A couple of months ago, I became aware of a MOOC entitled “Giving with Purpose – How to Get The Most Out Of Your Charitable Giving.” Intrigued by the idea of testing a MOOC by participating in a course of material with which I am already familiar, I enrolled in the course, which began (unfortunately for me, a CPA with a pretty hectic tax practice) on April 2nd. Undaunted, and pleased at the fact that I could wait until after April 15th before actually beginning my studies, I signed up. What the heck? It cost me nothing so I had nothing to lose. Of course, having no skin in the game makes it particularly easy to ignore the program, a problem that MOOC-providers will have to address. The program itself? Overall I would say that it was interesting but not particularly mind-blowing.
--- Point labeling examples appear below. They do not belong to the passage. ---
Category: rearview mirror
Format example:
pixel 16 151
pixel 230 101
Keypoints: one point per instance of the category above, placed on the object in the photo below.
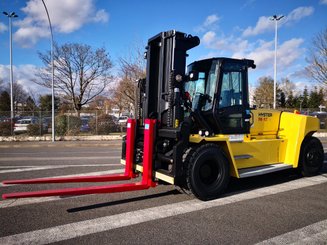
pixel 193 76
Taught by Rebecca Riccio, the director of the Social Impact Lab at Northeastern University, the course employs snippets of lectures (none more than a couple to four or five minutes long), videotaped conversations with some well-known philanthropists, some “review questions” smattered throughout as well as (drumroll, please) a class project involving the analysis of a number of real live charitable organizations. This analysis culminated in the award of a grant to one of the charities based on the feedback of students using the analytical techniques taught in the class. “Giving with Purpose “ is sponsored by the Learning by Giving Foundation and Northeastern University, and hosted by edX, one of the big names in the MOOC business.
Now, this particular course was obviously aimed squarely at the next generation of donors and philanthropists and at this point, it was the only MOOC that I could find having anything at all to do with the subject matter. But, it does not take a world class visionary to see the potential for MOOC’s in the charitable giving world. The questions of “why” (the soft side analysis of philanthropy) and “how” (the technical tools and techniques) can both be covered quite nicely in such a medium. In fact, I see MOOC’s as tailor made for providing continuing education in niche areas such as philanthropy. I plan to keep my eyes open for more opportunities and will let you know what I find.
In the meantime, I will admit, I still have to finish “Giving with Purpose” (maybe this weekend.) And, if I pass the final exam I will receive a Certificate of Completion which will give me… what? I’m not really sure, but I suspect that the acquisition of knowledge will be, or should be, reward enough.